QorTek is proposing a remarkable design of a subcompact solid-state (textured ceramic) actuated Xenon flow control systems that feeds a heaterless cathode assembly. Eliminating both pressure regulator and solenoid actuation, the revolutionary solid-state design introduces true linear response at higher bandwidth than anything presently available to the space community as to enable extremely precise flow rate control. One fill and drain port and three precision gas flow outputs will be provided to enable operation of an ion thruster, two of which will be used to enable operation of a Hall thruster. The new flow control system is capable of scaling such that it can fit as a universal assembly to the boss of a propellant storage tank. The pre- integrated electronic controller and power supply sub-system can accept external commands to set arbitrary flow rate profiles on each channel. This capability will enable both heaterless and heater-equipped hollow cathodes to be started and operated without adding additional components to the cathode gas lines. The innovation relies on our advances in textured ceramic actuation as to enable very fast valving operation. MHz pulse-width modulation allows users to set arbitrarily defined flow rates characteristics with extremely high precision. The availability of our system will greatly simplify the integration of electric propulsion systems onto small, medium, and large spacecraft and satellites due to its large size, weight, planform, and power reductions over all existing solutions. Its relatively low cost will encourage spacecraft designers to adopt the technology. Although the initial system is targeted toward NASA Class D missions, the extremely high reliability of our solid-state drive technology will enable all many NASA and commercial space missions to benefit from its use.

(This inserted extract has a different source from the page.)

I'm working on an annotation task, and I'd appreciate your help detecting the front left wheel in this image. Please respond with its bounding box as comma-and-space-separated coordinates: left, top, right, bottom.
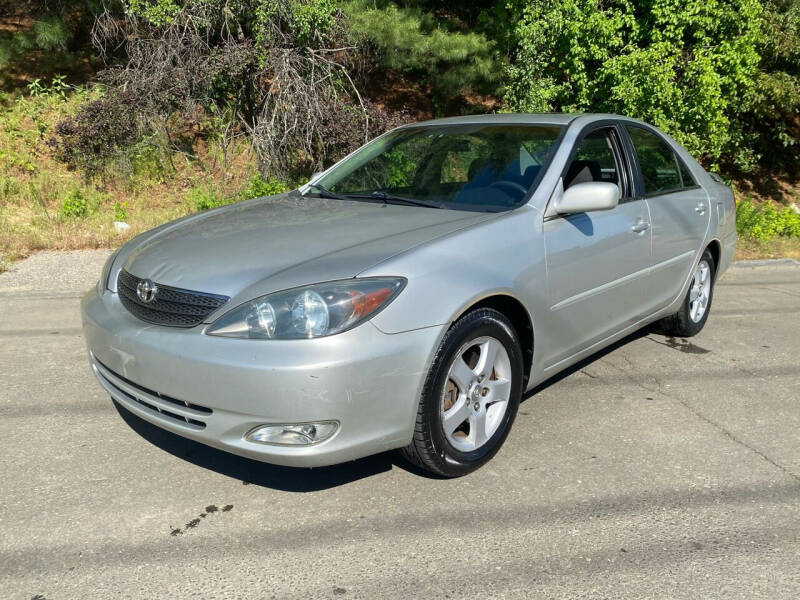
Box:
401, 308, 524, 477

NASA programs, such as SIMPLEx, are identifying high-priority science objectives that could be addressed with SmallSat configurations from 6U CubeSats to 180kg ESPA-class. These include many missions meeting a variety of science objectives, seismic exploration, mapping water ice, magnetospheric boundary characterization, using a variety of instruments - spectrometers, lidar, reflectometers. The advanced flow control systems innovation would have substantial impact to all of these NASA missions.
The ability to now introduce in-line flow control valving that eliminates need for pressure regulators or secondary mechanical mechanisms to ensure normally closed operation would have immediate impact to many aircraft and rotorcraft systems enabling large bulk/weight reduction of engine flow systems, pneumatic systems (which represent an large size, weight, and lift penalty).